Personal information
- Full name: Peter Antony Petricola
- Born: 5 May 1983 (age 43) Melbourne, Victoria, Australia
- Batting: Left-handed
- Bowling: Right-arm medium-fast

International information
- National side: Italy;

Career statistics
| Competition | Twenty20 |
| Matches | 9 |
| Runs scored | 191 |
| Batting average | 23.87 |
| 100s/50s | –/– |
| Top score | 39* |
| Balls bowled | 78 |
| Wickets | 1 |
| Bowling average | 106.00 |
| 5 wickets in innings | – |
| 10 wickets in match | – |
| Best bowling | 1/17 |
| Catches/stumpings | –/– |
- Source: Cricinfo, 3 June 2012

= Peter Petricola =

Italian cricketer

Peter Antony Petricola (born 5 May 1983) is an Australian-born Italian cricketer. Petricola is a left-handed batsman who bowls right-arm medium-fast. He was born at Melbourne, Victoria.

While in Australia, Preticola played four matches for the Victoria Under-19s in December 2001. After a short spell in England in 2005, where he played club cricket for Loughborough Town in the Leicestershire Premier League, He later qualified to play for Italy, owing to his Italian heritage. His first appearance for Italy came against a Leinster Cricket Union President's XI in a warm up match for the 2008 European Cricket Championship Division One, in which Petricola played five matches. He was then selected as part of Italy's squad for the 2008 World Cricket League Division Four in Tanzania, making six appearances. He scored 81 runs during the tournament, at an average of 16.20, with a high score of 36. With the ball, he took 8 wickets at a bowling average of 17.75, with best figures of 3/21. His next appearance for Italy came the 2010 World Cricket League Division Four, which was hosted by Italy. He made six appearances during the tournament, helping Italy earn promotion to the 2011 World Cricket League Division Three. Division Three was played in Hong Kong in January 2011, with Petricola selected as part of Italy's thirteen man squad. He played in all six of Italy's matches in the tournament, scoring 226 runs at an average of 113.00, with a high score of 104 not out. This was his only century in the tournament and came against Hong Kong. He also made two half centuries and also took 11 wickets at an average of 15.36, with best figures of 4/38. He was declared Man of the Tournament at its conclusion.

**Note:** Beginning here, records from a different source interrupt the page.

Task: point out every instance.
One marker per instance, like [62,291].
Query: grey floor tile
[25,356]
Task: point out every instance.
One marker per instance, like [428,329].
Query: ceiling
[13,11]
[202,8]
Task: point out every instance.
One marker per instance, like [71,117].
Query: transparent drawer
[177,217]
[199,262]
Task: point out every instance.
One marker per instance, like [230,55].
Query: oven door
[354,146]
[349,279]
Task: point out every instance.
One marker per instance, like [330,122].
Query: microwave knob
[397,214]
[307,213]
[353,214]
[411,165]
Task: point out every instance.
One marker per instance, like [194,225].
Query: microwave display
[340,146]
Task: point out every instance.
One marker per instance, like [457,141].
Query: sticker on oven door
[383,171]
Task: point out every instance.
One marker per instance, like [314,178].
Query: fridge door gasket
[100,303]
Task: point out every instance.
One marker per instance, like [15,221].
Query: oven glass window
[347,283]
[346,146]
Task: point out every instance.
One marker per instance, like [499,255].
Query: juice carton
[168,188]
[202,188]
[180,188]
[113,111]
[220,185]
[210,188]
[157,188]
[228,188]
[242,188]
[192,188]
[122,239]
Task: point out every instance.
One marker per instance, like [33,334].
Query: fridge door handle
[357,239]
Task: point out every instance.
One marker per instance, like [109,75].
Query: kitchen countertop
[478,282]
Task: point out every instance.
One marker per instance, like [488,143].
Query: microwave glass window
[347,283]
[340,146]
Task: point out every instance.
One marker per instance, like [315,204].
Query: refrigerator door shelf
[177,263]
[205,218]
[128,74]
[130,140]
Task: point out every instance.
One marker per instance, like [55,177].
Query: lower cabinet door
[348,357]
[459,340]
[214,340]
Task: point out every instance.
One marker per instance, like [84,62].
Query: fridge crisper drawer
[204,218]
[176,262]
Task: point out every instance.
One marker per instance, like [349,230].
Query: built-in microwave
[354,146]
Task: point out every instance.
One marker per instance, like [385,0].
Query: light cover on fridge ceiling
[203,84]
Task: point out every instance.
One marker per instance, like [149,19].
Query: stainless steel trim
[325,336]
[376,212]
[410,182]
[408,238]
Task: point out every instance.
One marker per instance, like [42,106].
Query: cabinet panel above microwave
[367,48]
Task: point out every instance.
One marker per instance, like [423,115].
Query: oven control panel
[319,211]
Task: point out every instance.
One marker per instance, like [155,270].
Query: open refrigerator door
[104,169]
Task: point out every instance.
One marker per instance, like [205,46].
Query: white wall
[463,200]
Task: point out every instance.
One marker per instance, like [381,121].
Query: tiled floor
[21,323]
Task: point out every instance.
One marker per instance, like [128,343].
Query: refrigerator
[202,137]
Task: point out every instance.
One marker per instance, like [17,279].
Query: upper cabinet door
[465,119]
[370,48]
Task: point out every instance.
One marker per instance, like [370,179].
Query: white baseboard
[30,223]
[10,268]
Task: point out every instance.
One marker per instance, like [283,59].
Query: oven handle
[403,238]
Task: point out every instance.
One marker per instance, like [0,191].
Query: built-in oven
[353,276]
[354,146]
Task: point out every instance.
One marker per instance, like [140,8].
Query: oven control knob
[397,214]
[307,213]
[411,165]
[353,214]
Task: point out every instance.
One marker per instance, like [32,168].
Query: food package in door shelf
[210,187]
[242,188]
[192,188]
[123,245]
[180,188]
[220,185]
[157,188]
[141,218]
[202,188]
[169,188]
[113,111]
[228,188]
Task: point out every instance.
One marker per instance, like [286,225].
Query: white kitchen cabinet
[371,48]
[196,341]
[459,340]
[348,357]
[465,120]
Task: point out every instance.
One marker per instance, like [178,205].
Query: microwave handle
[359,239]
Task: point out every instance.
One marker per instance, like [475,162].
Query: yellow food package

In July 2011, Petricola played in the European T20 Championship in Jersey and Guernsey, which saw Italy end the tournament as runners-up to Denmark. This result qualified them to take part in the World Twenty20 Qualifier in the United Arab Emirates in March 2012. He was selected as part of Italy's fourteen man squad for the qualifier. He made his Twenty20 debut during the tournament against Oman, with him making eight further appearances during the tournament, the last of which came against Kenya. In his nine matches, he scored 191 runs at an average of 23.87, with a high score of 39 not out. With the ball, he took just a single wicket, costing him 106 runs from thirteen overs bowled. Italy finished the tournament in tenth place and therefore missed out on qualification for the 2012 World Twenty in Sri Lanka.

In April 2013, he was selected in Italy's fourteen man squad for the World Cricket League Division Three in Bermuda.